Site Reliability Engineer
Toast Overview:
We are a rapidly growing company that’s revolutionizing the way the restaurant industry does business by pairing technology with an unrivaled commitment to customer success. We help restaurants streamline operations, increase revenue, and deliver amazing guest experiences through our platform that combines restaurant point of sale, guest-facing technology, and award-winning customer support. As a Toaster, you will be challenged to take on meaningful projects that will help shape the future of the company. Join us as we empower the restaurant community to delight guests, do what they love, and thrive.
Job Overview:
The Performance team is looking for a self-motivated person who loves improving application performance. Toast engineering teams are pushing the boundaries of Android performance and building a highly reliable and scalable AWS-hosted platform that supports our fast growing customer base. The team’s mission is to drive architectural decisions through observation, measurement, and validation. We build performance testing and observability frameworks that make it easy for engineers to quickly get self-service performance and scalability feedback about their proposed code and infrastructure changes. Join the Performance Engineering team to champion performance, deliver fast applications, and drive our platform to architectural excellence.
Recent projects include:
- Building out an observability framework that monitors the health and performance of our fleet of tens of thousands of devices in production.
- Using Espresso, JMeter, and the ELK stack, we built a simulation of a high volume customer that we use to run various experiments with.
- Deploying a synthetic monitoring solution in production that tracks, trends, and alerts on the performance of our critical transactions.
As a site reliability engineer, you will be:
- Researching and developing tools and frameworks to evaluate performance of our platform: from our mobile app on Android devices to our distributed systems hosted in AWS.
- Developing fully automated systems for accurate, consistent, and reliable measurement of performance metrics.
- Partnering with product management and development teams to build the right set of performance tests and performance monitors that identify our platform capabilities and limitations.
- Executing performance tests, analyzing results, and documenting and presenting those results.
- Working in a fast paced agile environment with multiple development teams and providing direction to the teams on performance concerns and improvements.
- Creating and evangelizing performance standards across software applications and teams.
- Integrating performance tests into the CI pipeline.
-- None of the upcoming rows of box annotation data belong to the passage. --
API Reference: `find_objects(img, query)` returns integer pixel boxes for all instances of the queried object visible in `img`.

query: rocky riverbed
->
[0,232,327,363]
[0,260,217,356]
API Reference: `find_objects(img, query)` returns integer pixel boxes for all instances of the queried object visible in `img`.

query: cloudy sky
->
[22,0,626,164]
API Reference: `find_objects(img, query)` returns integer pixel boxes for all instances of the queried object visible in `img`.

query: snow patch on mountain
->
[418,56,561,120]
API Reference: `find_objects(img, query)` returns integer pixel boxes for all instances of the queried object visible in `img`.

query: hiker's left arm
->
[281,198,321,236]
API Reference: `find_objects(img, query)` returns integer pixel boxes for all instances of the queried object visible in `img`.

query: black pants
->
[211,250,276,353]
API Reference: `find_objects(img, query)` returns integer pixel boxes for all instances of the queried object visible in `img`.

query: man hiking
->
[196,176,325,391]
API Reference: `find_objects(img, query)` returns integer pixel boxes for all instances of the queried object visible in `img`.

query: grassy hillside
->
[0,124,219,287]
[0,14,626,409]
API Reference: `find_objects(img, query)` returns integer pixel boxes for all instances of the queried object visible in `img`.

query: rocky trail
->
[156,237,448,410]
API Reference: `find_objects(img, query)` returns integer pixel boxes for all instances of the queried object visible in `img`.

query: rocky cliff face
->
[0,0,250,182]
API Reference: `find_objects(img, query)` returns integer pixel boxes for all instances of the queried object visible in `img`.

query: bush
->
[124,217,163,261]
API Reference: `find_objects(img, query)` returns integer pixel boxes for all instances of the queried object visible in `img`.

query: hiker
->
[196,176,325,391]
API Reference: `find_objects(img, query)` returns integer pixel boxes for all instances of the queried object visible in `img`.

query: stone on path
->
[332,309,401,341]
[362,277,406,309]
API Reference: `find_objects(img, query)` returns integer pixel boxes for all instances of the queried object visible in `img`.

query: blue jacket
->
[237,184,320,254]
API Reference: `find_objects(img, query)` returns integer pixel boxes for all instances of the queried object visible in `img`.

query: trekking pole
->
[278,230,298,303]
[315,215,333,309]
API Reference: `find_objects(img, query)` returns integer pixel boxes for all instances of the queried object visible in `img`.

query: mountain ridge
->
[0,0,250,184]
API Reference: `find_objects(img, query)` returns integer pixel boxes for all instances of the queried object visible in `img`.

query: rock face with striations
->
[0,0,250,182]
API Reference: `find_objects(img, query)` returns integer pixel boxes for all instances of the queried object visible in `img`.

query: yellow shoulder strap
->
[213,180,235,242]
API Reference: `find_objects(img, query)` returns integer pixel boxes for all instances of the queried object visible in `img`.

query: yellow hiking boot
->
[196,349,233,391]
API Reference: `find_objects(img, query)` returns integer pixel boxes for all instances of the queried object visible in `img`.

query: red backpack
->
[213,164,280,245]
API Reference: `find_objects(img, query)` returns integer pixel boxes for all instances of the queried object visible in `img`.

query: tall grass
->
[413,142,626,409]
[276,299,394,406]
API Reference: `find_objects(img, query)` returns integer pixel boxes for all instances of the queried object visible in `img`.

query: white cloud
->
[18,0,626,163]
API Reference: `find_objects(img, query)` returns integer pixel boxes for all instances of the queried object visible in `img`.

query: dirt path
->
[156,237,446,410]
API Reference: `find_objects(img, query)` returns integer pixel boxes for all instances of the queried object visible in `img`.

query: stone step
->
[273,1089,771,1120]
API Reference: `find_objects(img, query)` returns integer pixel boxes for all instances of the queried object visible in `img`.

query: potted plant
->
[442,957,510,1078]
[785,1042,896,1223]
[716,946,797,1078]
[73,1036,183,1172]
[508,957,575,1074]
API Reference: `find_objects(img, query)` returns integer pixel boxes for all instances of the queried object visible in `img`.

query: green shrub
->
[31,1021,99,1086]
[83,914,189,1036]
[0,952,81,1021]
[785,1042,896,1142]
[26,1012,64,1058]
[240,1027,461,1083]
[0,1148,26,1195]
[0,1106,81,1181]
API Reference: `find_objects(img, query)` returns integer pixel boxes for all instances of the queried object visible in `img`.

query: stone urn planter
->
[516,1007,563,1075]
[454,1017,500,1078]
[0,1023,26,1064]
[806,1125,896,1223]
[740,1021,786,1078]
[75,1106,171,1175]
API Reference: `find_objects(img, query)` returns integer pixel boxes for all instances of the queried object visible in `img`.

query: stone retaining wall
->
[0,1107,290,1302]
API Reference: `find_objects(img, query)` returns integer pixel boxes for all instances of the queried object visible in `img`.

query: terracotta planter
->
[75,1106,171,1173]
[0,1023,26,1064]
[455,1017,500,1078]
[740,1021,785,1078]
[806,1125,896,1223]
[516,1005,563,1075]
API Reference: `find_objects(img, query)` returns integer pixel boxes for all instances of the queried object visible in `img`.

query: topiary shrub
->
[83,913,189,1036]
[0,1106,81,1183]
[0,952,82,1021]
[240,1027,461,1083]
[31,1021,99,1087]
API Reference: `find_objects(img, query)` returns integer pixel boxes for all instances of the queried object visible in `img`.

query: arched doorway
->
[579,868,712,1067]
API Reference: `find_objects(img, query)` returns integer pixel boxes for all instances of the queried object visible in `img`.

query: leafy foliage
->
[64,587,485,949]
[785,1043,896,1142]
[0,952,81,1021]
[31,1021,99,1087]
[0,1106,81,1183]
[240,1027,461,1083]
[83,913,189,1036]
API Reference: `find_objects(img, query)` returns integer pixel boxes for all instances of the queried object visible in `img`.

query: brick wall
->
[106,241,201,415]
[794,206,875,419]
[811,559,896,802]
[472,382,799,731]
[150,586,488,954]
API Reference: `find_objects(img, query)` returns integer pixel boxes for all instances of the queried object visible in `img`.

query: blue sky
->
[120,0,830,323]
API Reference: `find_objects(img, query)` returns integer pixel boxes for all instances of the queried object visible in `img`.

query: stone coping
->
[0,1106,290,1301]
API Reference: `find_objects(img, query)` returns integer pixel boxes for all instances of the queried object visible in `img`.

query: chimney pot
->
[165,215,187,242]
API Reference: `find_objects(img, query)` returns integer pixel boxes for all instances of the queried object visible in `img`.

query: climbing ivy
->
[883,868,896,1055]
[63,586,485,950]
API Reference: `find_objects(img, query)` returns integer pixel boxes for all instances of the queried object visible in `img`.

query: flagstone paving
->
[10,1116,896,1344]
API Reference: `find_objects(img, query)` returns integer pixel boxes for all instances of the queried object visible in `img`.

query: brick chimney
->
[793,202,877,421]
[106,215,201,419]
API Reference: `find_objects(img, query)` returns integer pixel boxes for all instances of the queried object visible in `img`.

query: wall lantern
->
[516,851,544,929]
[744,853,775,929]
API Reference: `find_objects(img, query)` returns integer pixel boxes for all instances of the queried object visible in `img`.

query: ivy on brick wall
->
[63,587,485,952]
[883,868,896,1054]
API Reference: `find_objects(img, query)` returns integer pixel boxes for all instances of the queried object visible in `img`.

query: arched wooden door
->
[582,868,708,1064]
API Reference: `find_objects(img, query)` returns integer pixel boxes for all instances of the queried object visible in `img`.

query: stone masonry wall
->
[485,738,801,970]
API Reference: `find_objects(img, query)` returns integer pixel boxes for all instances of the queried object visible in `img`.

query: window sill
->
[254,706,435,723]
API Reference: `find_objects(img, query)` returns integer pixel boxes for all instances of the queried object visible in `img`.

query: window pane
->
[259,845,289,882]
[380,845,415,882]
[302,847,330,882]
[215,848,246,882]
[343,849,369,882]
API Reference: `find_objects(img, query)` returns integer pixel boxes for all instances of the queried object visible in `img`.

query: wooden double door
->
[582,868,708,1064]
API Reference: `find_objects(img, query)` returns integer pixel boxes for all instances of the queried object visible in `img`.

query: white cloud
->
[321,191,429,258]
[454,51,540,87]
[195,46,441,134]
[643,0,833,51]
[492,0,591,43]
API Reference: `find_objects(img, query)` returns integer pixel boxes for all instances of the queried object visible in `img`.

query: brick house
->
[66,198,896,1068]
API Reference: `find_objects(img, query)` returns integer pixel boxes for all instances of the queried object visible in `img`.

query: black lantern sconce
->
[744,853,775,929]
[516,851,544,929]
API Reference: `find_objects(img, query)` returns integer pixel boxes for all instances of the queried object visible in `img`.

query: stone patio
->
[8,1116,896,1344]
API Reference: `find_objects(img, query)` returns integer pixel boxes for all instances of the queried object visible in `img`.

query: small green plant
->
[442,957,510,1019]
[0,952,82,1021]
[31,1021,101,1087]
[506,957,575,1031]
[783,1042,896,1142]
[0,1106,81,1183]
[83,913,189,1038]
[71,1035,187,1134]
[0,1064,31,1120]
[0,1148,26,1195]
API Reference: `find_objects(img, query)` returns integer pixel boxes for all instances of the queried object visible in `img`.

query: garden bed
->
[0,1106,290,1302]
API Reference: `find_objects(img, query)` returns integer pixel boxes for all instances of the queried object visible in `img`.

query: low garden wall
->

- Ensuring safe use of the product and the platform by defining and communicating appropriate guardrails with Engineering and Product stakeholders.
- Determining how to meet growing capacity requirements while ensuring reliability within the platform.
Do you have the right ingredients?
- A minimum of 2 years’ experience in software development, DevOps, site reliability, software performance engineering, or software engineering
- Strong knowledge of the Linux OS
- Programming and data analysis skills (we use Java and Python but experience in any language is fine)
- Eagerness to design and create tools that exercise our platform and measure platform performance
- The ability to deal with unexpected issues and try new approaches to get yourself unstuck
- The desire to work in a highly autonomous fast-paced environment where priorities may be ambiguous
Preferred ingredients include:
- Well-developed clear communication skills and the ability to influence others
- Experience in performance testing of complex systems
- Knowledge of the performance of Java-based applications and AWS-hosted applications
- Scripting ability (shell, python)
- Understanding of other technologies such as networking, virtualization, storage, monitoring, etc.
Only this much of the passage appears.